Apple has opened an 800 m2 facility in Austin, Texas, named the Material Recovery Lab, dedicated to the development of novel recycling processes. The lab will investigate how robotics and machine learning can improve on traditional recycling methods such as targeted disassembly, sorting, and shredding. Apple’s scientists will collaborate with academia to codevelop technologies.

Apple currently uses its Daisy robot to disassemble 15 different iPhone models at a rate of 200 per hour and up to 1.2 million devices per year. Apple is now taking materials that the robot recovers and feeding them back into its manufacturing processes. Apple is for the first time recovering cobalt from iPhone batteries to make brand-new batteries. The California firm says it has recently quadrupled the number of locations where its US customers can take their old iPhones to be recycled.

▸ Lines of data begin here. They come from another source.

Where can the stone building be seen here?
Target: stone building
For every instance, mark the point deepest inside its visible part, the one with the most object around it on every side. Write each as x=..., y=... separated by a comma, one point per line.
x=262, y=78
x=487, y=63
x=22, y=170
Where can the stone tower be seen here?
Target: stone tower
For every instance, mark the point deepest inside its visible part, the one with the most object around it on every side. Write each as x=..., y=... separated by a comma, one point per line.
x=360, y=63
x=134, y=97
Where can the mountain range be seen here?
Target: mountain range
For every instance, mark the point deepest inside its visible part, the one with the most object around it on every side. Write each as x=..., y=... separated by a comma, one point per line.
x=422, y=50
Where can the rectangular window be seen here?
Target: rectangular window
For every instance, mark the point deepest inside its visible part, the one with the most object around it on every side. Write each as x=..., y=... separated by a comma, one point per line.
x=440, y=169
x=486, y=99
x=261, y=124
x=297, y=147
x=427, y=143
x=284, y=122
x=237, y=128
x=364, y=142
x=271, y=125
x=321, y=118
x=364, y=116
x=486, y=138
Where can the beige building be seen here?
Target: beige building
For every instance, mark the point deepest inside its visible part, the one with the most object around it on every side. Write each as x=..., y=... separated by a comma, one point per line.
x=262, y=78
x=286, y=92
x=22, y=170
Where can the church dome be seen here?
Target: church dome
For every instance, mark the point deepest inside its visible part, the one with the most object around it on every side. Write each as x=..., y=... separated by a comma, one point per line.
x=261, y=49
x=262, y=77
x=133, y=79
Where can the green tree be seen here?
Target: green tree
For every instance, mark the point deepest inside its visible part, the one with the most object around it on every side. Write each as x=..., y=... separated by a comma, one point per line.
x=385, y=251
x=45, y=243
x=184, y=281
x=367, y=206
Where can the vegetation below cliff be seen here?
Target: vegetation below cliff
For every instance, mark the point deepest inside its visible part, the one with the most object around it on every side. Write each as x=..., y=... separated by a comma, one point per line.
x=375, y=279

Meanwhile, Tesla is developing a unique electric-car-battery recycling system at its Gigafactory 1 battery production plant in Reno, Nevada. The plan is to process manufacturing scrap and end-of-life batteries into raw materials to be reused by the company, Tesla states in a recently published impact report. The Gigafactory currently makes more than 3 million battery cells per day.

Metals that will be recovered and then reprocessed into new batteries include lithium, cobalt, copper, aluminum, and steel. Tesla expects its approach will generate significant economic savings over the long term by reducing purchasing and transport of new materials.

Tesla currently sends old battery packs to third-party recyclers. They include the metals group Umicore, which uses a high-temperature process to recover up to 7,000 metric tons per year of metals, including lithium and cobalt, at its site near Antwerp, Belgium.